One man with mental illness, believed to be both drunk and high, was tasered three times while held on the ground by police. Another was tasered multiple times while lying on a mattress where he was apprehended.
Every time someone’s Tasered, police need to indicate on their incident report what body parts were hit. Here are some of the places people were Tasered in 2013-14:
On one occasion an “emotionally disturbed man” was tasered twice before and once after police took the knives he was holding away from him; the third occurrence was while he was being handcuffed.
A woman with mental illness in a state of crisis and threatening her own safety with knives was tasered multiple times – in her neck, in her left upper chest, in her abdomen and in her right arm.
A man described as “emotionally disturbed” and high on drugs was tasered five times in “drive stun” mode to various points on his back, left shoulder blade and left leg.
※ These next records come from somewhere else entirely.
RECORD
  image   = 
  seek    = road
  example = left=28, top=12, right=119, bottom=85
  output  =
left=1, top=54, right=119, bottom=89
The incident report states police thought he was armed with a knife; the weapon turned out to be a cell phone.
A man with mental illness holding a razor blade was tasered in the upper chest and stomach.
A woman in crisis who was yelling and screaming at police who barged into her apartment was tasered in the chest and right hip before being apprehended under the Mental Health Act.
A man who’d stabbed himself in the chest and was bleeding and asking officers to shoot him was tasered multiple times with two tasers in full deployment mode – once in the groin and twice in the upper chest.
An “emotionally disturbed man” was struggling and holding onto officers’ arms when he was tasered once, then again after he was on the ground. He was hit in the upper chest and stomach.
A suicidal woman threatening to kill herself with steak knives and believed to be on both alcohol and drugs was tasered at full deployment in the left shoulder.
Officers tasered an emotionally disturbed man who was “thrashing his body about” as he was being handcuffed by police.
A total of three tasers were used on one man threatening to slit his throat. Taser probes hit him in the chest and abdomen.
On one occasion, a taser was shot multiple times in “full deployment” mode because an unarmed suspect fleeing police “turned and squared off at the officer in an assaultive manner.”
Police tasered an intoxicated individual believed to be on both alcohol and drugs for five full seconds in “drive stun” mode in the chest once he was already in the back of a cop car.
At least two pit bulls were tasered in 2013, one after biting an officer.
In one case in 2013, officers taser what appears in the partially redacted description to be a fellow police officer “suffering a mental breakdown” and threatening to slit his own throat “upon being advised that he was being relieved of duty.” He was hit in the stomach and upper chest.
One man was tasered in the chest and hand while slicing at his neck with a razor blade.